Michel Temer, anunciou, a criação de um fundo financiado por um grupo de empresas públicas e privadas para permitir “a reconstrução do museu o mais brevemente possível”.

Houve quem se arriscasse em nome da História

Poucas horas após o início do incêndio, alguns funcionários, professores e técnicos correram para o edifício, entrando pelas salas escuras e ainda esfumaçadas, na tentativa de resgatar algum património antes mesmo que o fogo avançasse.

O professor Paulo Buckup, juntamente com outros colegas, arrombaram portas e gabinetes, tentando salvar o maior número de gavetas com espécimes de moluscos – uma pequena parcela do inventário de dezenas de milhares exemplares.

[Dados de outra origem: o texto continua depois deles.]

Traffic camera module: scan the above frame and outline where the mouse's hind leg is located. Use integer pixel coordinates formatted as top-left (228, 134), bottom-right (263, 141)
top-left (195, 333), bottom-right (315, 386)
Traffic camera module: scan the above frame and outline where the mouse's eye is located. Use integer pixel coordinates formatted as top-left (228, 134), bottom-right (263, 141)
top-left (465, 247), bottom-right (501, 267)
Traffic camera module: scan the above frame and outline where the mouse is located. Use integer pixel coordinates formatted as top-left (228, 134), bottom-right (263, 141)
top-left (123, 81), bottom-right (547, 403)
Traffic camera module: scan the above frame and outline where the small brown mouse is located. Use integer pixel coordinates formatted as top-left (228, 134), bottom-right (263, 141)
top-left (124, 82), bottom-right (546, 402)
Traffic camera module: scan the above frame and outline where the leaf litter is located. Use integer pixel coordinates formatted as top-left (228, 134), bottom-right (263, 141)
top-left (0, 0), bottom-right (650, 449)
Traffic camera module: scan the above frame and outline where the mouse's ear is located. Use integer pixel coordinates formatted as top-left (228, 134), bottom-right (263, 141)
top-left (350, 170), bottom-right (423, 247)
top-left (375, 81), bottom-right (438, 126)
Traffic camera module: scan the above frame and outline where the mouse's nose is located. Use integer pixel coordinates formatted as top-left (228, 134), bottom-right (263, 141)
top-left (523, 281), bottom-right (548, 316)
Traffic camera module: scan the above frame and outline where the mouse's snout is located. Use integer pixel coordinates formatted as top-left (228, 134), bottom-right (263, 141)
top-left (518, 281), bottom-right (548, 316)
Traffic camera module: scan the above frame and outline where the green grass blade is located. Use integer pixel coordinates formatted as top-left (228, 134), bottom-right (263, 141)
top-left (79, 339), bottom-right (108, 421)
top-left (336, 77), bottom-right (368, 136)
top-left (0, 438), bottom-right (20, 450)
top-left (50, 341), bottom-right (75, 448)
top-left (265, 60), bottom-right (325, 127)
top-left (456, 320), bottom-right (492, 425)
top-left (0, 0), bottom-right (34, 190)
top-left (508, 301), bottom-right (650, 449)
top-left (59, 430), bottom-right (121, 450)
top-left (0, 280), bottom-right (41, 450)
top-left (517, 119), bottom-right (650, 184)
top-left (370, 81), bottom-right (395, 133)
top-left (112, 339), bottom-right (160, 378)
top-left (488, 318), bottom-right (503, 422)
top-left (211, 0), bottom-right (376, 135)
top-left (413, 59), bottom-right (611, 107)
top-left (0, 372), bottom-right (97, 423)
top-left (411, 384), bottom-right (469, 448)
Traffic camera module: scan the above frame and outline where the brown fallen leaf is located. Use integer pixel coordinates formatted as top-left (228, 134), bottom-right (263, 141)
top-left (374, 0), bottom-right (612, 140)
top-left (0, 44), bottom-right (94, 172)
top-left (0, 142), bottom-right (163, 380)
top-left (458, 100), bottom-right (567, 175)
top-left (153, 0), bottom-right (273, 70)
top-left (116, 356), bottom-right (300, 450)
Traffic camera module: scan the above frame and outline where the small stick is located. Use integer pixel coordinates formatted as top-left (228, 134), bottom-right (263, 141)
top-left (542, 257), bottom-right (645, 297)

“Esses exemplares foram usados nas descrições originais de espécies da fauna sul-americana de moluscos, tanto marinhos quanto de água doce. Esse material é único porque é a base para conhecer as espécies descritas ao longo do último século. Sem isso, perdemos esse registo”, afirma Buckup.

O professor calcula que tenham conseguido salvar “alguns milhares” de espécimes de moluscos – uma quantidade “ínfima” tendo em conta a escala da coleção. “Foram perdidas não sei quantas dezenas de milhares de insetos, como, por exemplo, todo o material de aranha e de crustáceos”, afirma.

Considerado o maior museu de História Natural da América Latina, o Museu Nacional, que celebrou em junho o seu bicentenário, albergava cerca de 20 milhões de peças de valor incalculável e uma biblioteca de mais de 530.000 títulos.

Entre as peças inestimáveis transformadas em cinzas, está uma coleção egípcia, uma outra de arte e de artefactos greco-romanos, coleções de paleontologia — que incluíam o esqueleto de um dinossauro encontrado na região de Minas Gerais, no Brasil, bem como o mais antigo fóssil humano descoberto no Brasil, “Luzia”.

Um dos únicos vestígios preservados foi o enorme meteorito com mais de cinco toneladas, que continua em frente à entrada do Museu, agora sozinho no meio de cinzas e paredes calcinadas.